- Die FDA hat den ersten Bluttest zugelassen, der Hunderte potenziell krebsassoziierte genetische Varianten identifizieren kann.
- Der Test mit dem Namen Invitae Common Hereditary Cancers Panel analysiert Blutproben, um DNA-Varianten in 47 Genen zu identifizieren, die mit dem Risiko für bestimmte Krebsarten in Verbindung stehen.
- Die FDA hat für diesen Test eine de-novo-Marktzulassung erteilt und eine neue regulatorische Klassifizierung geschaffen.
- Künftige Produkte desselben Typs können über das 510(k)-Premarket-Verfahren der FDA eine Marktzulassung erhalten.
- Die FDA legt spezielle Kontrollen im Zusammenhang mit Kennzeichnung und Leistungstests fest.
- Der Test nutzt Next-Generation-Sequencing, um in einer einzigen Untersuchung mehrere Gene zu bewerten, und liefert Erkenntnisse zu genetischen Varianten mit hoher Sensitivität und Geschwindigkeit.
- Der Test identifiziert klinisch wichtige Gene wie BRCA1 und BRCA2, die mit dem erblichen Brust- und Eierstockkrebs-Syndrom zusammenhängen, sowie weitere Gene, die mit dem Lynch-Syndrom, hereditärem diffusem Magenkrebs, Brustkrebs und dem Peutz-Jeghers-Syndrom assoziiert sind.

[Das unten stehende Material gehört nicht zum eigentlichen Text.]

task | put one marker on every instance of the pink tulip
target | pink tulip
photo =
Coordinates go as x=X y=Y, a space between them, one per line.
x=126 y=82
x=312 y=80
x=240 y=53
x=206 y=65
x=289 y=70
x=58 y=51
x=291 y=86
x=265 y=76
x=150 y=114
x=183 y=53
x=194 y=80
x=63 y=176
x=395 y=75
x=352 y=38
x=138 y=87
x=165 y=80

- Zu den mit dem Test verbundenen Risiken gehören falsch positive oder falsch negative Ergebnisse sowie eine fehlerhafte Interpretation der Resultate.
- Bei Invitaes verschreibungspflichtigem Test werden Proben im Rahmen der medizinischen Versorgung, etwa in einer Arztpraxis, entnommen und zur Untersuchung an ein Labor geschickt.
- Die klinische Interpretation von Varianten erfolgt auf Grundlage veröffentlichter Fachliteratur, öffentlicher Datenbanken, Vorhersageprogramme und einer unternehmensintern kuratierten Variantendatenbank sowie nach Kriterien zur Varianteninterpretation, die von Fachgesellschaften oder akkreditierten Gremien festgelegt wurden.